Differences in size, density, solubility, and magnetic properties separate one solid from another. Adding water separates salt from sand—salt dissolves, but sand does not. FILTRATION separates an insoluble solid (one that does not dissolve) from a liquid.
When a liquid mixture is heated, the liquid with the lower boiling point evaporates (becomes a vapor), leaving behind the liquid with the higher boiling point. Cooling condenses the vapor back to liquid. Fractional distillation separates substances one by one as the temperature rises.
Air is separated to produce nitrogen, oxygen, and other gases by first cooling it to the liquid state at –321°F (–196°C). The liquid air is fractionally distilled. Gases may also be separated by the rate at which they diffuse through a barrier. Light molecules diffuse more quickly than heavy molecules.
Filtration is a method of separating a solid from a liquid by trapping solid particles in a material that only lets the liquid through.

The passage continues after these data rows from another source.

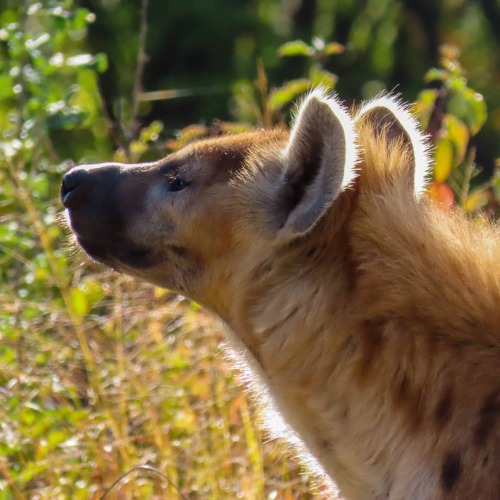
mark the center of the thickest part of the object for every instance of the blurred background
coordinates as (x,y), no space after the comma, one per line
(111,388)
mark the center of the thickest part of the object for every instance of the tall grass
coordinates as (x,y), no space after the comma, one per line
(100,375)
(118,389)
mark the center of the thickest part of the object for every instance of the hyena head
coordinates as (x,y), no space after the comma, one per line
(186,221)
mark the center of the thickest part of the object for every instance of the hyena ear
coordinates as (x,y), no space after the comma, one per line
(319,163)
(387,115)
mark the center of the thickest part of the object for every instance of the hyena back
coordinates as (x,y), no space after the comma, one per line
(367,316)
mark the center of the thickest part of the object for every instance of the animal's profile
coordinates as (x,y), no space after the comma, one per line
(367,315)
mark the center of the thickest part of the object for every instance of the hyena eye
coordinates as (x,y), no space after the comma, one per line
(176,184)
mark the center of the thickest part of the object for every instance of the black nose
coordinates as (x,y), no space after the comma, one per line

A coffee filter separates solid coffee grounds from liquid coffee. The size of the pores (holes) in the filter paper determines which particles will pass through.
Your kidneys clean your blood. Waste chemicals dissolved in the blood pass through a membrane to be excreted in urine. Blood cells are too big to pass through and are retained in the body. People whose kidneys fail can be treated on a dialysis machine. This uses a synthetic membrane outside the body.
A centrifuge is a spinning machine, a bit like a clothes dryer, that separates materials. A mixture of liquids and solids is spun at high speed in a tube. The larger, denser particles sink and collect at the bottom. Light particles collect at the top. Blood cells are separated from plasma (the liquid part of blood) by this method.